Campo promissor: as oportunidades do mercado de terras-raras do Brasil

Pessoas bem-sucedidas costumam dizer que a sorte é apenas o encontro da oportunidade com a competência. A frase atribuída ao filósofo romano Sêneca deveria servir de mantra para que o Brasil não desperdice a chance de se tornar um ator de peso em um mercado que definirá o futuro do planeta nas próximas décadas: o de terras-raras, um grupo de dezessete elementos químicos essenciais para a transição energética e para as novas tecnologias como a inteligência artificial. Esses minerais participam da produção de itens cada vez mais essenciais, como turbinas eólicas, veículos elétricos e microchips. O Brasil tem uma reserva estimada em 21 milhões de toneladas — a segunda maior do mundo, atrás da China —, mas produz menos de 1% do total global. Tamanho potencial a ser desenvolvido colocou o país de vez no radar de outras nações que tentam se desvencilhar do quase monopólio que a nação asiática detém sobre esses minerais e os produtos em que são empregados. O acesso a eles tornou-se um dos trunfos das negociações conduzidas pelo chanceler Mauro Vieira junto ao governo dos Estados Unidos para eliminar as sobretaxas às exportações. “Não podemos perder a chance de consolidar essa indústria no país”, diz Havilá Nóbrega, secretário-executivo do conselho de mineração da Confederação Nacional da Indústria. “Temos vantagens comparativas relevantes.”

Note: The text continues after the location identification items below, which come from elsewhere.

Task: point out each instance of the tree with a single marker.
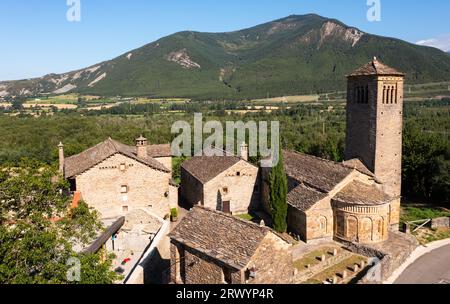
(278, 196)
(34, 246)
(426, 165)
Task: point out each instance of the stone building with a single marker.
(211, 247)
(357, 200)
(116, 179)
(226, 183)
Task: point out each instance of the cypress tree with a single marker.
(278, 196)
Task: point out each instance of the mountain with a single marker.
(293, 55)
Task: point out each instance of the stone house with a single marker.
(211, 247)
(226, 183)
(357, 200)
(116, 179)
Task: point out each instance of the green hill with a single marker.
(291, 56)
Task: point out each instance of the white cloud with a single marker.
(441, 42)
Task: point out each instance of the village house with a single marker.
(211, 247)
(226, 183)
(116, 179)
(357, 200)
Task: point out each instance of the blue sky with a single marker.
(38, 39)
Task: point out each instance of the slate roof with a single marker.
(157, 151)
(303, 198)
(223, 237)
(359, 166)
(84, 161)
(205, 168)
(359, 193)
(317, 173)
(375, 67)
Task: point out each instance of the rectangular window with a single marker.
(124, 189)
(227, 277)
(257, 188)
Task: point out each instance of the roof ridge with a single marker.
(248, 223)
(316, 157)
(89, 149)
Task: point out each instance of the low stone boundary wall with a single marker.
(137, 276)
(383, 263)
(441, 222)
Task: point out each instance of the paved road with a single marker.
(431, 268)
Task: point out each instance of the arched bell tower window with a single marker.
(366, 95)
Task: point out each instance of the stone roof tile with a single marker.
(223, 237)
(375, 67)
(359, 193)
(89, 158)
(320, 174)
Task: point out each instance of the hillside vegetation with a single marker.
(291, 56)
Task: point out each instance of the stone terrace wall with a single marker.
(442, 222)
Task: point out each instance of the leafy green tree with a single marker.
(426, 165)
(278, 196)
(38, 231)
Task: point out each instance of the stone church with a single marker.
(226, 183)
(357, 200)
(116, 179)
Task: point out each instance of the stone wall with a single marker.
(271, 249)
(194, 267)
(362, 224)
(191, 190)
(389, 137)
(442, 222)
(320, 221)
(361, 123)
(374, 131)
(240, 182)
(147, 188)
(166, 161)
(297, 223)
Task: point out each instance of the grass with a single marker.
(247, 217)
(428, 235)
(336, 269)
(410, 214)
(311, 258)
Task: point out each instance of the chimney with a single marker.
(141, 145)
(61, 158)
(244, 151)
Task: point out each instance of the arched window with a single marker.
(358, 94)
(388, 95)
(392, 95)
(366, 97)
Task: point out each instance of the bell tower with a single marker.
(375, 125)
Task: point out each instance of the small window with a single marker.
(227, 276)
(124, 189)
(257, 188)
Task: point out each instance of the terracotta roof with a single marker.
(375, 67)
(205, 168)
(84, 161)
(362, 194)
(314, 172)
(303, 198)
(223, 237)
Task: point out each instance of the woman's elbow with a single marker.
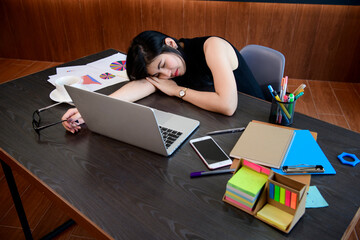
(228, 110)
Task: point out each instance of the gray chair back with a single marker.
(267, 66)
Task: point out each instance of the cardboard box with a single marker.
(286, 184)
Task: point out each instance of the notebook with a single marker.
(132, 123)
(263, 144)
(304, 150)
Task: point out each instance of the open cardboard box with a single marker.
(263, 199)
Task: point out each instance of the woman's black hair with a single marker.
(144, 48)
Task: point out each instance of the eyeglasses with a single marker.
(37, 119)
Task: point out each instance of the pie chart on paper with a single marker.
(118, 65)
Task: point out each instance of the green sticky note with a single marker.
(282, 195)
(248, 181)
(277, 193)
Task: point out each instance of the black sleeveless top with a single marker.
(198, 75)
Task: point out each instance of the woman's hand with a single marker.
(73, 120)
(167, 86)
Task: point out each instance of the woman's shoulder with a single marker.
(217, 42)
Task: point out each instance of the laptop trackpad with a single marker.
(162, 117)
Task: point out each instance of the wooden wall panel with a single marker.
(237, 22)
(194, 19)
(320, 42)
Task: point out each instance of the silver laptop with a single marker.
(135, 124)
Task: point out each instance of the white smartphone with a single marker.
(210, 152)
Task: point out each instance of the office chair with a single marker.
(267, 66)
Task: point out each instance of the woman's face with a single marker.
(167, 66)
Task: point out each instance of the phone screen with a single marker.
(210, 151)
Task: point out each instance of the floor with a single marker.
(334, 102)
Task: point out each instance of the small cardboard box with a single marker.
(287, 184)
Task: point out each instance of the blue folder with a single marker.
(305, 150)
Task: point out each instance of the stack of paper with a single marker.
(244, 187)
(263, 144)
(96, 75)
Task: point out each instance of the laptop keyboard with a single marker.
(169, 135)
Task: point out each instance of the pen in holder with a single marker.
(282, 113)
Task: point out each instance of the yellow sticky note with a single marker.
(248, 181)
(275, 216)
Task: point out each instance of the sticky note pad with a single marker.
(293, 201)
(248, 181)
(282, 195)
(271, 190)
(287, 198)
(277, 193)
(275, 216)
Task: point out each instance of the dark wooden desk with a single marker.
(120, 191)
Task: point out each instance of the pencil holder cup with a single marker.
(282, 113)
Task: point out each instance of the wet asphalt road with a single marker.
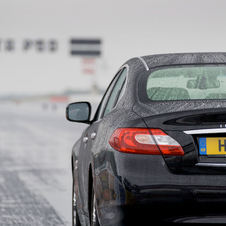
(35, 173)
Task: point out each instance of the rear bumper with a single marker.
(148, 191)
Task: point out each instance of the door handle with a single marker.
(85, 139)
(93, 135)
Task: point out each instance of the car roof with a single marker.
(159, 60)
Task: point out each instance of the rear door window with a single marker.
(115, 94)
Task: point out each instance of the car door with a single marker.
(91, 137)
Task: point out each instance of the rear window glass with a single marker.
(187, 83)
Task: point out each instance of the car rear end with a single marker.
(174, 169)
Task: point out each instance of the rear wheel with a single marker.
(75, 219)
(93, 218)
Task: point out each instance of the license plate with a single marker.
(212, 146)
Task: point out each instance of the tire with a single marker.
(93, 218)
(75, 219)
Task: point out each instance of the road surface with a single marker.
(35, 170)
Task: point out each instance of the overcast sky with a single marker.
(127, 28)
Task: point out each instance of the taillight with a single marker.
(144, 141)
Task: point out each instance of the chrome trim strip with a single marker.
(211, 164)
(206, 131)
(144, 63)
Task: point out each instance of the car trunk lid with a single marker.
(202, 135)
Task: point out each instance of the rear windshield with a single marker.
(187, 83)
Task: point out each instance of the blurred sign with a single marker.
(39, 45)
(88, 66)
(86, 47)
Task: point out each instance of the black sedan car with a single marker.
(156, 147)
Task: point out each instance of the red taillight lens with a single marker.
(144, 141)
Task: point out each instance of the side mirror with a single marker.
(79, 112)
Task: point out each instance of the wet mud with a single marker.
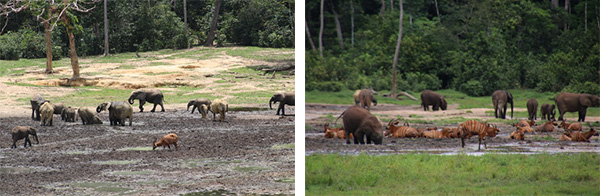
(251, 153)
(315, 142)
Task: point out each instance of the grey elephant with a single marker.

PRIORIDADE - Silveira: o poder público despertou para o potencial do setor
PRIORIDADE - Silveira: o poder público despertou para o potencial do setor (Ricardo Botelho/MME/.)

Em outros lugares, as terras-raras surgem em rochas que precisam ser trituradas até se obter o pó adequado às próximas etapas de produção. A grande vantagem do Brasil é que aqui a natureza se encarregou de moer as pedras por meio da erosão. Por isso, esses minerais são encontrados na forma de argila, eliminando as etapas prévias de beneficiamento e reduzindo os custos de produção. Trata-se de um chamariz irresistível para as empresas. A pioneira foi a Serra Verde, controlada pela americana Denham Capital. Desde janeiro do ano passado, a mineradora explora terras-raras na cidade de Minaçu (GO). Sua produção, porém, ainda é pequena: em 2024, extraiu apenas 20 toneladas.

A australiana Meteoric também aposta no país com um investimento de 440 milhões de dólares (cerca de 2,4 bilhões de reais). Situado no município mineiro de Caldas, seu projeto será uma das maiores áreas de produção do mundo, com 1,5 bilhão de toneladas de argila para ser processada, da qual espera extrair um total de 6 milhões de toneladas de terras-raras, já que seu teor de concentração é de 0,4%. É o suficiente para mantê-la em operação por várias décadas. Pode parecer pouco, mas é o equivalente a 15% das reservas comprovadas da China. A empresa deve iniciar as obras em meados de 2026. Com um custo de produção de 9 dólares por quilo, a Meteoric pretende vender o material por até 40 dólares por quilo. “É um excelente negócio”, afirma Marcelo de Carvalho, executivo-chefe da mineradora no Brasil. Seus planos, porém, não se limitam à extração. “Queremos verticalizar a operação”, diz, referindo-se à intenção de avançar nas etapas seguintes da cadeia produtiva.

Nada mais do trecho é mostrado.